部屋から数歩踏み出した頃だっただろうか。どんと鈍い衝撃があって、不覚にも思いっきり床に座り込んでしまった。

急いで視線を向ければ、尻餅をついた自分の隣に、例の女がいる。

「……まったアンタは、性懲りもなくううっ!」

毎度雪よりも怒る柳宿が、今回もいの一番に声をあげる。どうも最初から、性格的に合わないようだ。いや、馬が合っても困るのだけれども。

「申し訳ありません、ぼーっとしていて気付きませんでしたの……」

「あたしゃ見てたわよ、思いっきり肘を食らわせたのをっ」

「まぁ、わたくしが?とんでもないですわ!」

「白々しい!」

「お、落ち着くのだ!とりあえず、」

言い終わるのも待たずに、ぎっと向けられた視線に思わずたじろいだ。本当に怖いと思ったのだ。

「はあー!?井宿!アンタもアンタ!物事ははっきり言ってやんなさいよ!」

やはり、そろそろそうなる。

雪はいいと言ったし今も引き止めたそうにしているが、もうそういうわけにもいかない。

「君、」

「では私も、はっきりと申し上げておきます」

またしても井宿の言葉は遮られて、香蘭は腕を握った手に力を込める。少し痛いと思ったくらいで、構わずに続けるつもりだった声が喉で引っ込んでしまったのだ。

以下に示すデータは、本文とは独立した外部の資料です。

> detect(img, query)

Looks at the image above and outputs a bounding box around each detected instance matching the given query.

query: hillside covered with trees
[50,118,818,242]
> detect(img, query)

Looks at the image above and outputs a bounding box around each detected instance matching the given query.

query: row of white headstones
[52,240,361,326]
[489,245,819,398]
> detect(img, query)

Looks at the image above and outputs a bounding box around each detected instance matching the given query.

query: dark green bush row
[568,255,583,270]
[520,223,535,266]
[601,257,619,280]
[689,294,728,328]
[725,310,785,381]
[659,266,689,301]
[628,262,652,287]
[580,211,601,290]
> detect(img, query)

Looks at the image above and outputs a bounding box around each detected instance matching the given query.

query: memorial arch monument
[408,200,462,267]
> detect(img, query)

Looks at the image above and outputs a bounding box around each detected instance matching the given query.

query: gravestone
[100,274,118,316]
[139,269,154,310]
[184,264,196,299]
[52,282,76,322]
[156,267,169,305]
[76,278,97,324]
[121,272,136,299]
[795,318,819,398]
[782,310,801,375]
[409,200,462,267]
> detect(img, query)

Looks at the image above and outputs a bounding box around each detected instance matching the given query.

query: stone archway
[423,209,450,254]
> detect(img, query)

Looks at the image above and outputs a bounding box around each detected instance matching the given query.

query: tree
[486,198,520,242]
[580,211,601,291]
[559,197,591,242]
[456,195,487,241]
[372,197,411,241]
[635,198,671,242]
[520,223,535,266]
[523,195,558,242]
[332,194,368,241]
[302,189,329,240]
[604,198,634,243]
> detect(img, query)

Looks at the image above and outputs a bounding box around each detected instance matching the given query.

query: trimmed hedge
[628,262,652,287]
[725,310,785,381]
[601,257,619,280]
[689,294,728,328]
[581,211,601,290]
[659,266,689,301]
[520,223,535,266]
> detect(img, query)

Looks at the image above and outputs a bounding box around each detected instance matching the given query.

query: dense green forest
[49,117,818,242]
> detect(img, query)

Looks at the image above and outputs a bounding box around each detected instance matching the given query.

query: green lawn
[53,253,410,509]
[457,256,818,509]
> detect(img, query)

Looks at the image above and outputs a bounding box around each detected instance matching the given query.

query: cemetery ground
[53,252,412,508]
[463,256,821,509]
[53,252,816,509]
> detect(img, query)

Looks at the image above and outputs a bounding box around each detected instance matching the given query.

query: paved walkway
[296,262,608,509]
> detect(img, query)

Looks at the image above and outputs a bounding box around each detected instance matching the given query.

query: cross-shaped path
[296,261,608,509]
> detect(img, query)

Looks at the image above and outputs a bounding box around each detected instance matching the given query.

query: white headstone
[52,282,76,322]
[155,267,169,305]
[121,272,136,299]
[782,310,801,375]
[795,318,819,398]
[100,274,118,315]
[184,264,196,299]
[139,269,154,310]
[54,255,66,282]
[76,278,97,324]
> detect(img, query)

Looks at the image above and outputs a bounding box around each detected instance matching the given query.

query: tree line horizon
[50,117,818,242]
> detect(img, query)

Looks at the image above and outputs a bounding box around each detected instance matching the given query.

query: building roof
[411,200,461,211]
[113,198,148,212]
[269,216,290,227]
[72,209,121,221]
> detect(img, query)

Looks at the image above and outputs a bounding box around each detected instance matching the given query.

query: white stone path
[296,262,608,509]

「雪様とお付き合いされているのは伺いましたから、もういいですわ。だけど、恋愛は自由なものじゃありませんか?」

「ちょっと、何言って……!」

「柳宿様は引っ込んでいてください!雪様は先程から黙ったままそこに突っ立っていらっしゃいますけど、余程自信がおありなんですね」

はたで聞いている方もかちんとくる台詞だったが、雪は相変わらず押し黙っている。彼女が本気で怒ったり悲しかったりするときに黙り込む性格なのは、井宿が一番よく知っていた。そうやって気持ちを抑え、嫌な言葉を吐かないようにしているのだ。

柳宿が青筋をたて、どんどん紅潮していく。

「君、言っていい事と悪い事がっ……」

咎める台詞を言い終わるよりも一瞬早く、翼宿が雪の腕を捉えた。どうしてこうも間が悪いのだろう?

「あーあーもう、胸くそ悪いわ。行くで雪」

「ちょっ、翼宿!?」

「……待っ、」

伸ばした手は届くわけもなく、雪も混乱しているのか一度僅かに振り返っただけで、すぐに視界からいなくなってしまった。

「……とりあえず離れなさい。あたしが引き剥がしてもいいのよ」

「手を離すのだ、本当に怪我をする」

静かにそう言うとようやく拘束は緩み、目も合わせずに井宿は立ち上がった。ここに来てやっと、冷静に意思表示ができそうだ。

「何をとち狂っているのか、はたまた何か狙いがあるのか知らないけど、男は腐るほどいるのだ。他を当たって欲しい」

「そんなっ、私は――」

「もうっ!いい加減にしなさいよっ!いい加減に懲罰モンだって自覚しなさい!」

とにかく雪を追わねば、そう思って早足でその場を離れていく。言い合う声が背中にぶつかってくるが、今優先すべきはそちらではないのだ。

悪いが、あの娘の事は心底どうでもいい。